OCHA-DAP / hdx-signals

HDX Signals
https://un-ocha-centre-for-humanitarian.gitbook.io/hdx-signals/
GNU General Public License v3.0
5 stars 0 forks source link

`update_az_file()` - move `gmas_test_run()` condition to top? #137

Closed zackarno closed 2 months ago

zackarno commented 2 months ago

would it make sense to move the gmas_test_run() check to the top of the function. That way if it's TRUE no need to connect to the blob at all?

caldwellst commented 2 months ago

Yeah, it's a discussion that we were having with @hannahker as well. I worry if we just moved check to top, we aren't running the saving out functionality, which may impact some testing down the line. However, if we are moving testing into #131 to be separate, and GMAS_TEST_RUN is being renamed HS_DRY_RUN, could make this change. I think still would want to discuss if we want to completely available loading the blob here and running switch(), cause the dry run functionality can be a nice way to interactively develop and make sure nothing is breaking and viewing output emails. Let's see what Hannah says when back!

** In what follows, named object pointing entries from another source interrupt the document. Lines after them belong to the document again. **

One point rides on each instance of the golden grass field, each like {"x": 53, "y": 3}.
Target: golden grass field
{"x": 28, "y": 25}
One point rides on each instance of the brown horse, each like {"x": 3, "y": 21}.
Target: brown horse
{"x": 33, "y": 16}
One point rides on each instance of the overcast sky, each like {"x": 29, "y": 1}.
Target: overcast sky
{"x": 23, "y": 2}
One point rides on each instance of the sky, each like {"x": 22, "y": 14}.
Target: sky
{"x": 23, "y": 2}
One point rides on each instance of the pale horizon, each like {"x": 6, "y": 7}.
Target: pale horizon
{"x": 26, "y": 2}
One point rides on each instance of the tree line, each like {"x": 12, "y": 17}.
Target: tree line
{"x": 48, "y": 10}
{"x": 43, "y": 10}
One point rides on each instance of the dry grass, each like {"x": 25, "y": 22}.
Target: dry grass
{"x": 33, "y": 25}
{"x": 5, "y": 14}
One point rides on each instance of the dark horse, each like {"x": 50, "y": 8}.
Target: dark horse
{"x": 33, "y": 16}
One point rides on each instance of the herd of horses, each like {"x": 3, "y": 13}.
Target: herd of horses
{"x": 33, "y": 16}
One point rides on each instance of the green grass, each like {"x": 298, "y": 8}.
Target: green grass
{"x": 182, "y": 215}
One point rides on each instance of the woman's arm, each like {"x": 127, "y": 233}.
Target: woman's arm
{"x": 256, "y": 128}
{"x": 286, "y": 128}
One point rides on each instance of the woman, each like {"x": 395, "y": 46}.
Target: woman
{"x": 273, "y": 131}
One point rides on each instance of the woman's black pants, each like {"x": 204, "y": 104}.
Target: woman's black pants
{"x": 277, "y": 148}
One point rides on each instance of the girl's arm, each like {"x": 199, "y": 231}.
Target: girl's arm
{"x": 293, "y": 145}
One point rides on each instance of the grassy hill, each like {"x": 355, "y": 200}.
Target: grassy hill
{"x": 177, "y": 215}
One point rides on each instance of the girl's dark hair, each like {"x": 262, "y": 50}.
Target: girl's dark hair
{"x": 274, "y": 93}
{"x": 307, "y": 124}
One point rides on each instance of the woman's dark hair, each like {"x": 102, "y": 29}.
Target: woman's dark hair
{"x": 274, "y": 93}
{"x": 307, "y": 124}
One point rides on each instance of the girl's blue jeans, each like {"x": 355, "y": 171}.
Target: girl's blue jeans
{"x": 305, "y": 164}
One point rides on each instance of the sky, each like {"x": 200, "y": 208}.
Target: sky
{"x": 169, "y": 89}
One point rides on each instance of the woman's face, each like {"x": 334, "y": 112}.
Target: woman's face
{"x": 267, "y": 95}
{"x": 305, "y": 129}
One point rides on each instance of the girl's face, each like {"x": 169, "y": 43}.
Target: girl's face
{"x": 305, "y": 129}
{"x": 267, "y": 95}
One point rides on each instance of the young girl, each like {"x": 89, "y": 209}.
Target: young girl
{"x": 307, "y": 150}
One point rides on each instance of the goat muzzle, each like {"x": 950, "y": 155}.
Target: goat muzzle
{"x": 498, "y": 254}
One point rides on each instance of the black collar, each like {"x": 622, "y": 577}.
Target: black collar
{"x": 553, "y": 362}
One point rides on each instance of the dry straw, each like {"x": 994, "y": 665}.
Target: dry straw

caldwellst commented 2 months ago

So, ran through update_az_file() to investigate this:

container <- get_container(container)
fileext <- tools$file_ext(name)
tf <- tempfile(fileext = paste0(".", fileext))

switch(fileext,
  csv = readr$write_csv(x = df, file = tf, na = ""),
  parquet = arrow$write_parquet(x = df, sink = tf),
  json = jsonlite$write_json(x = df, path = tf),
  geojson = sf$st_write(obj = df, dsn = tf, quiet = TRUE)
)

The only potential need to connect to Azure would be in get_container(), which pulls in the container_...() functions. Looking through container_prod() for example:

container_endpoint_prod <- az$blob_endpoint(
  endpoint = azure_endpoint_url("blob", "prod"),
  sas = get_env("DSCI_AZ_SAS_PROD")
)
az$blob_container(
  endpoint = container_endpoint_prod,
  name = "hdx-signals"
)

And both of these, while they look complex, are simply returning list objects with a special S3 class.

AzureStor::blob_endpoint

function (endpoint, key = NULL, token = NULL, sas = NULL, api_version = getOption("azure_storage_api_version")) 
{
    obj <- list(url = endpoint, key = key, token = token, sas = sas, 
        api_version = api_version)
    class(obj) <- c("blob_endpoint", "storage_endpoint")
    obj
}
<bytecode: 0x7fbef90bfd08>
<environment: namespace:AzureStor>

AzureStor:::blob_container.blob_endpoint

function (endpoint, name, ...) 
{
    obj <- list(name = name, endpoint = endpoint)
    class(obj) <- c("blob_container", "storage_container")
    obj
}
<bytecode: 0x7fbefd30ea68>
<environment: namespace:AzureStor>

So we actually don't have to connect at all to the blob in these steps, works entirely without internet access. Only validated at the point of access.